---
title: "Additional exercise 25"
author: "Jonas Moss and Per August Jarval Moen"
date: "2024"
output: pdf_document
---
```{r setup, include=FALSE}
knitr::opts_chunk$set(echo = TRUE)
```
We load the \textit{nlme} package and print out a description of the dataset:
```{r}
library(nlme)
# Transform Subject to the values 1-27
Orthodont[,"ID"] = as.factor(as.numeric(Orthodont[,"Subject"]))
help(Orthodont)
head(Orthodont)
```
\subsection*{a)}
We do some explorative analyses of the data set. First we plot age versus distance (the response) for some subjects:
```{r}
# Exploratory analysis
plot(Orthodont) #Plot Age againts Distance for each Subject
```
\leavevmode\newline\newline Then we look at boxplots of the distance for each age group:
```{r}
distance.by.age = split(Orthodont[,"distance"], Orthodont[,"age"])
boxplot(distance.by.age)
``` 
\subsection*{b)}
We plot \textbf{distance} against \textbf{age} for each subject in the same plot:
```{r}
# Plot distance against age. For every group, add a regression line
plot(Orthodont[,"age"], Orthodont[,"distance"], col = Orthodont[,"ID"])
for(i in 1:length(unique(Orthodont[,"ID"]))){
  Orthodont.per.ID = Orthodont[Orthodont[,"ID"] == i, ]
  abline(lm(distance ~ age, data = Orthodont.per.ID), col = i)
}
```
\leavevmode\newline\newline
We observe that \textbf{distance} (the response variable) increases with \textbf{age} for most subjects.
\subsection*{c)}
We do as we are told:
```{r}
# Fit linear mixed effects model with a random intercept and no constraints on the structure of covariance matrix.
fit1 = lme(distance ~ age, data = Orthodont, random = ~1|ID)
```
<!-- \leavevmode -->
<!-- \newline\newline -->
In the above, \textit{random = $\sim$ 1} is used to indicate that $Z_i$ in equation (9.6) is set to $\mathbf{1}$. Moreover, \textit{|ID} tells the function how the data is grouped (i.e., all responses for which \textit{ID} is the same are grouped together and indexed by a common $i$ in terms of equation (9.6)).

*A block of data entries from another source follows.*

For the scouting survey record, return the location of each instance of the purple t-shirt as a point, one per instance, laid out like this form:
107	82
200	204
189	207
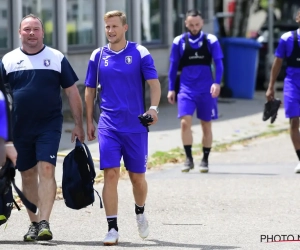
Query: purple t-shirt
122	77
3	118
284	50
195	78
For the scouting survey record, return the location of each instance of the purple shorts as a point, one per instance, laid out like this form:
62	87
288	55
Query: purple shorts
133	147
291	105
3	118
206	106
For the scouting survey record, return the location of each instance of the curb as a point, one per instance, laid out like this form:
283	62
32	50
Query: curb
255	136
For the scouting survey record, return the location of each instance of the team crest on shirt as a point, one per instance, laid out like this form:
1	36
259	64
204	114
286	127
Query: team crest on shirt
47	62
128	59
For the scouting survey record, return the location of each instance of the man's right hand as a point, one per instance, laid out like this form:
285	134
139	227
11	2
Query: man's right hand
171	96
270	93
91	131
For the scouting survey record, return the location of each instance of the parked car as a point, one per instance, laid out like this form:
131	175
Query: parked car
263	71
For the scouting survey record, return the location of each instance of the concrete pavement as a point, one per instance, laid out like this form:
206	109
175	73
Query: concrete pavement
239	119
250	192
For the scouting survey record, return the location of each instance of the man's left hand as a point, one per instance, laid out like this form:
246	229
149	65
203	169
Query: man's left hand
215	90
79	133
153	114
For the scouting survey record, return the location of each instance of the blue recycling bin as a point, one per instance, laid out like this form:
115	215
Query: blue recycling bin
241	57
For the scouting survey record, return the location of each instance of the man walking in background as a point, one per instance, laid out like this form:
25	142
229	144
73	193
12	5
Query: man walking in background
192	52
289	49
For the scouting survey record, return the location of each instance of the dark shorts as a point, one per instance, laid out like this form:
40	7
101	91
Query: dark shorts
206	106
39	147
133	147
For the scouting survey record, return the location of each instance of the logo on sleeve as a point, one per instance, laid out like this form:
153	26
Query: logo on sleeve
128	59
47	62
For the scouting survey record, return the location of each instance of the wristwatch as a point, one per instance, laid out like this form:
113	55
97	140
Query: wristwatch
155	108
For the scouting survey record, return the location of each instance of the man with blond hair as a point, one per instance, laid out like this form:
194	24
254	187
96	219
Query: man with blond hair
36	73
122	68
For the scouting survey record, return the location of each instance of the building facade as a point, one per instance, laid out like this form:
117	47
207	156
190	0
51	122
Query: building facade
76	27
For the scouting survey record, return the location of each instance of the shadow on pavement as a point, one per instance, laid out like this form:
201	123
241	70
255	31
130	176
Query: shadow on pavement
157	243
232	173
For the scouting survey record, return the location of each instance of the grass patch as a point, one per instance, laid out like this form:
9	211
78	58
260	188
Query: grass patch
177	155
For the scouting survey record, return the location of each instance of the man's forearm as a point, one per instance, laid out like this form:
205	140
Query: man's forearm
173	75
275	71
155	92
76	107
90	94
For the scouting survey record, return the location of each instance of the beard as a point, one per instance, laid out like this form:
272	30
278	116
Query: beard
195	33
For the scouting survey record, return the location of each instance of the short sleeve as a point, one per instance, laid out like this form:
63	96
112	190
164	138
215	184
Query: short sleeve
215	47
91	74
147	64
281	49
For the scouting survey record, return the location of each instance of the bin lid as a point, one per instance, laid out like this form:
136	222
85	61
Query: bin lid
247	42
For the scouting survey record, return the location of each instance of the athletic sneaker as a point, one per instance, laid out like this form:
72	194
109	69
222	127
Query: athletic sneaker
188	165
2	219
203	166
32	233
271	109
143	225
44	231
297	169
111	238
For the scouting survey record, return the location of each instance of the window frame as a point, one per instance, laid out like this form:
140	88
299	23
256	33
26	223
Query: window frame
162	41
83	48
184	4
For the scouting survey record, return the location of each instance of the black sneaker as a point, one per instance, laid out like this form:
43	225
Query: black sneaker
2	219
204	166
44	231
32	232
188	165
271	109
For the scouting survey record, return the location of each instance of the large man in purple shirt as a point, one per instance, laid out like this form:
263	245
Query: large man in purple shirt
3	127
192	53
289	49
122	67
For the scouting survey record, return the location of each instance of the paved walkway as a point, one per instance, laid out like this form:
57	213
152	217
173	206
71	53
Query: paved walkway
238	119
250	193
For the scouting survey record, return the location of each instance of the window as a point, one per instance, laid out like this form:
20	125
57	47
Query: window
202	6
81	22
45	11
5	31
152	21
180	8
122	5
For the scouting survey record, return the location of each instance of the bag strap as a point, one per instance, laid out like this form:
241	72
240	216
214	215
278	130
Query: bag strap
100	57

Continuing on:
```{r}
# Plot the data and the results from the LME
plot(Orthodont[,"age"], Orthodont[,"distance"], col = Orthodont[,"ID"])
beta.0.hat = fit1$coef$fixed["(Intercept)"]
beta.1.hat = fit1$coef$fixed["age"]
abline(a = beta.0.hat, b = beta.1.hat, lwd = 4) # y.hat no conditioning on random effect
for (i in 1:length(unique(Orthodont[,"ID"]))){
  b.hat.i = fit1$coef$random$ID[i,]
  abline(a = beta.0.hat + b.hat.i, b = beta.1.hat, col = i) # y.hat|b_i conditioned on random effect
}
```
\leavevmode\newline\newline The black line is the estimated mean \textbf{distance} plotted against \textbf{age}. The colored lines are means of \textbf{distance} conditional on the estimated random intercept $\hat{u}_i$ for each individual. We see that including a random intercept for each individual fits the data well (at least visually).
\subsection*{d)}
We find the estimates of $\sigma_u^2$ and $\sigma_{\epsilon}^2$ from the summary output:
```{r}
summary(fit1)
```
\leavevmode\newline
The estimate of $\sigma_u^2$ is $2.114724^2 = 4.47$ and the estimate of $\sigma_{\epsilon}^2$ is $1.431593^2 = 2.05$.

\subsection*{e)}
We add the covariate \textbf{sex} to the model as a covariate:
```{r}
fit2 = lme(distance ~ age + Sex,data = Orthodont, random = ~1|ID)
summary(fit2)
```
The coefficient for \textbf{sex} has a p-value (based on the Wald test) of $0.0054$, which is quite small. 
\newline
\newline
The interpretation of the coefficients for the fixed effects is the same as in the linear model. A (somewhat unprecise) interpretation of the random intercept is that it captures the variation between individuals after the fixed effects are taken into account.